In the MIDI page, in the Application menu, choose Add Application, and pick a specific app (like, say, Photoshop) to the list. Now, choose it from the list, and then assign specific menu commands from the Search Console to your chosen hardware buttons. Most app commands usually turn up in the menus somewhere, so this could be a convenient way to work.
Standard keyboards are great, but most keys do something already. Yes, you can bring modifiers into the mix, but then it’s a two-key shortcut, or a three-key shortcut, and you might even need two hands to pull it off. One-key shortcuts are critically useful, especially if you need to repeatedly jump between two or three different shortcuts. Using a separate control surface opens up your one-key options nicely, and gives you entirely new methods for timeline navigation, fine trimming, and applying frequently used effects.
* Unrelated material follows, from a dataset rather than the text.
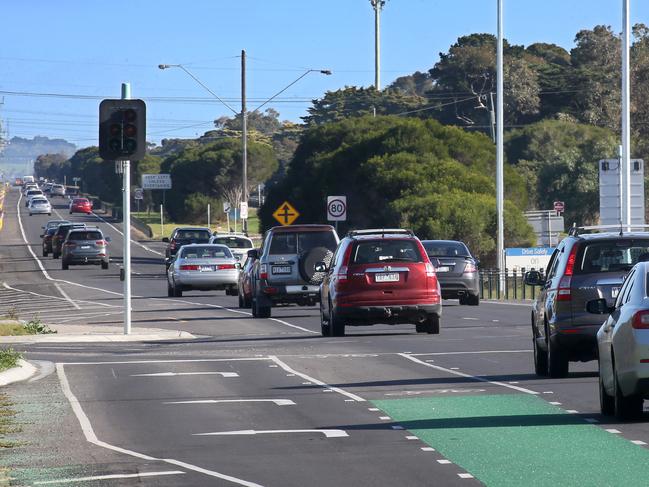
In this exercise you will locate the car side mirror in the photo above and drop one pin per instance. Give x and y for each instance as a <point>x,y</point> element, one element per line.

If course, if you edit with Final Cut Pro, you can take this a lot further, opening up your devices’ dials and sliders for color correction and a whole lot more. There’s also a toolbox which enables all kinds of advanced workflows, like importing Vimeo comments as To-Do Markers, automatically creating titles from a script, and much more. If you want workflow enhancements like this from CommandPost, you can always try to incentivize the developers of CommandPost by sending money their way. (And it’s polite to do so even if you like what it does already.) I’m not making any promises on their behalf, and they’ve done an awesome job already, but you never know. Later this year, they’ll be bringing native BRAW support to Final Cut Pro in a brand-new app: miracles can indeed happen.